California Resources Corp.’s stock price has fallen more than 22 percent since the Santa Clarita oil and gas exploration firm released earnings on Thursday that missed estimates by a wide margin.

California Resources reported a net loss of $14 million (-29 cents a share) on revenue of $653 million for the quarter ending July 2. Zacks Consensus Estimate predicted earnings of 28 cents per share and revenue of $708 million.

The second-quarter results practically mirrored those from same quarter last year, when the company reported net a loss of $14 million (-29 cents) on revenue of $549 million.

The company also reported a 4 percent decline in daily production volumes for the quarter.

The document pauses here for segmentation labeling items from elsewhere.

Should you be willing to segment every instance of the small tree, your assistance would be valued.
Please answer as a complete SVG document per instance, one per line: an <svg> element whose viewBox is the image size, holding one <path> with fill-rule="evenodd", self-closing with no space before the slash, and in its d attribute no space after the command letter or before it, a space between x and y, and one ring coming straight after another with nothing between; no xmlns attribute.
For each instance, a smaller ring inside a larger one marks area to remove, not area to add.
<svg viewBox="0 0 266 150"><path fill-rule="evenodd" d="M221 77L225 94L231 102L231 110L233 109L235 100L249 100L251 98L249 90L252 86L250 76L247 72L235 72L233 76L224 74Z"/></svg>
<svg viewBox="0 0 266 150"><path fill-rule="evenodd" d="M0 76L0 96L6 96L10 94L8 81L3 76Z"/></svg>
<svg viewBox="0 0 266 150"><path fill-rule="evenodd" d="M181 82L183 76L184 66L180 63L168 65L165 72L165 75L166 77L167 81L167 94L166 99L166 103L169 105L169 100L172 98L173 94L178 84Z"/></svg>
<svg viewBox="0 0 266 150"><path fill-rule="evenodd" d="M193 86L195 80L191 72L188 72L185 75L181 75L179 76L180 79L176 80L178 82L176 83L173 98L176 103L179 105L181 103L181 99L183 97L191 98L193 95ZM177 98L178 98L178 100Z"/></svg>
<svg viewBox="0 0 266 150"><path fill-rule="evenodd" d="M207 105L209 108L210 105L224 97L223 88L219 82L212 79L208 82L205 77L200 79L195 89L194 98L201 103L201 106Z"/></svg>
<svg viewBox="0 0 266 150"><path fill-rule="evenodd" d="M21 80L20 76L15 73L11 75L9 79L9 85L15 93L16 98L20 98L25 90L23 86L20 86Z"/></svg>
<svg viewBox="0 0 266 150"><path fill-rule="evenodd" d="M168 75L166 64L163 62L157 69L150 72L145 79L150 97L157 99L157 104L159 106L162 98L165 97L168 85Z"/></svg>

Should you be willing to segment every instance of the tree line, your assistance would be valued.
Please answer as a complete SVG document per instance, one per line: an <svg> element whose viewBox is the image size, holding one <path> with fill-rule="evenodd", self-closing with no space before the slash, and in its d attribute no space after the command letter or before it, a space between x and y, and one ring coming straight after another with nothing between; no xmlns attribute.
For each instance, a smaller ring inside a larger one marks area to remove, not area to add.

“Our capital plan calls for CRC’s investments to be modestly lower in the second half of the year, while (joint venture) capital will increase with our new partner’s investment. This will result in a slight increase in production through the end of the year,” Chief Executive Todd Stevens said in a statement, referring to a recent joint venture with L.A. investment firm Colony Capital Inc., which is funding up to $500 million for development costs at CRC’s Elk Hills oil field.

Shares of CRC dropped $2.20, or 14.4 percent, to $13.11 on Thursday. The company’s stock fell another $1.22, or 9.3 percent, on Friday to close at $11.89.